24

Does Apache Cassandra support sharding?

Apologize that this question must seem trivial, but I cannot seem to find the answer. I have read that Cassandra was partially modeled after GAE's Big Table which shards on a massive scale. But most of the documentation I'm currently finding on Cassandra seems to imply that Cassandra does not partition data horizontally across multiple machines, but rather supports many many duplicate machines. This would imply that Cassandra is a good fit high availability reads, but would eventually break down if the write volume became very very high.

Chris Dutrow
  • 48,402
  • 65
  • 188
  • 258

2 Answers2

33

Cassandra does partition across nodes (because if you can't split it you can't scale it). All of the data for a Cassandra cluster is divided up onto "the ring" and each node on the ring is responsible for one or more key ranges. You have control over the Partitioner (e.g. Random, Ordered) and how many nodes on the ring a key/column should be replicated to based on your requirements.

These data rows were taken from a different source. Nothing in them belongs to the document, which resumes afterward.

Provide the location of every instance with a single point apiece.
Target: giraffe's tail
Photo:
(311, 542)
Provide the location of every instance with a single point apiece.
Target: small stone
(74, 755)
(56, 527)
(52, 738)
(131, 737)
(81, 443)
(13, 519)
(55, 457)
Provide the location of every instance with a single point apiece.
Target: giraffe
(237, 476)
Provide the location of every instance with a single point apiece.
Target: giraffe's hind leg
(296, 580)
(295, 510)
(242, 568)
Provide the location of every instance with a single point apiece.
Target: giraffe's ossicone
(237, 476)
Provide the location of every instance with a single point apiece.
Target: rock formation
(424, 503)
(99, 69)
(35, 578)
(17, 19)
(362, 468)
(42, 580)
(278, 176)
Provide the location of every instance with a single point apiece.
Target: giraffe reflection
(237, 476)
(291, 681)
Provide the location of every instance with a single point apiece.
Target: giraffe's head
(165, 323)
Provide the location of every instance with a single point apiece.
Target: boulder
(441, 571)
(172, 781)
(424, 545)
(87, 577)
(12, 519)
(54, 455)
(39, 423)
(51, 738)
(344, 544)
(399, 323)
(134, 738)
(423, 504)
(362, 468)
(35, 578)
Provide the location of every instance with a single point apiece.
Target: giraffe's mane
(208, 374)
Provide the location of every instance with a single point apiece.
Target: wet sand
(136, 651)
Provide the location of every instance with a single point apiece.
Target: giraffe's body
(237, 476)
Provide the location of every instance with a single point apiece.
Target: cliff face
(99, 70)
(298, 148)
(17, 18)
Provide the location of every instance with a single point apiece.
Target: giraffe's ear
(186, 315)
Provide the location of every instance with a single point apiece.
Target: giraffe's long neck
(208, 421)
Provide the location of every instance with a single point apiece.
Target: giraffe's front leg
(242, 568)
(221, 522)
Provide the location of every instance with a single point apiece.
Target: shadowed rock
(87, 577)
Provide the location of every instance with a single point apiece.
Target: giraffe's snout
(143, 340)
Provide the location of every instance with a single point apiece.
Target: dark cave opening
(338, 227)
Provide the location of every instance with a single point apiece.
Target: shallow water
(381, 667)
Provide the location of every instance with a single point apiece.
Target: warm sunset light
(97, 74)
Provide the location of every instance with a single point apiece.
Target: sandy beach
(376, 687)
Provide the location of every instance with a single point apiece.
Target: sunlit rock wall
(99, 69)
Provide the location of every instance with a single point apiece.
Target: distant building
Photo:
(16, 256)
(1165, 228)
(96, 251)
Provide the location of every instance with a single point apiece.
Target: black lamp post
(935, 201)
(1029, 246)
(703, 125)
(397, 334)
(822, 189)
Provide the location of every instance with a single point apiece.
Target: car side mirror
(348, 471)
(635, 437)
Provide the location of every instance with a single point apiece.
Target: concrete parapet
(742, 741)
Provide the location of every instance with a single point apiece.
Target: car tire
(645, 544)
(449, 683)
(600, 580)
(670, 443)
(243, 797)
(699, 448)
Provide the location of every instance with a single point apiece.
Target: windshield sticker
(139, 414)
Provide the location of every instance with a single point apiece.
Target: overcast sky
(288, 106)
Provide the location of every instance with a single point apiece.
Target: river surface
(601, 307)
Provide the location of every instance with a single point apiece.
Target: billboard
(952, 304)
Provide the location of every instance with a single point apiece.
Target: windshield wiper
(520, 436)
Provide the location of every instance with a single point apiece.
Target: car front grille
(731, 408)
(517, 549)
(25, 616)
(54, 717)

This contains a pretty good overview. Basic architecture

Also, I highly recommend reading the Dynamo white paper. While Cassandra is different than Dynamo in many ways, conceptually they stem from the same roots. Check it out: Dynamo White Paper

Matt Self
  • 19,520
  • 2
  • 32
  • 36
  • Ok, key question: Can Cassandra be queried using greater than and less than operators in Olog(n) time? – Chris Dutrow May 08 '13 at 17:39
  • 2
    This depends on whether you've used Random or Ordered Partitioner. Random Partitioner will evenly distribute across nodes, so it is possible that a range query would need to hit most/all nodes to retrieve the data... so perhaps O(n). With Ordered Partitioner Cassandra can determine exactly which nodes to query and return everything on the ring in between, but this is done at the cost of even data distribution (i.e. hello hotspots). There are ways to accomplish range queries (e.g. build your own index where your row key is a column). This warrants another question/discussion in itself. – Matt Self May 08 '13 at 20:16
  • Does the partitioned data get replicated on all the nodes (the ones setup for replication)? – user3587180 May 08 '17 at 18:24
  • 1
    @MattSelf Basic architecture URL is broken in your post. Base URL isn't active either, please edit the post is possible, TY. – realPK Nov 29 '18 at 22:06
-5

yes, cassandra supports sharding, but in its own way.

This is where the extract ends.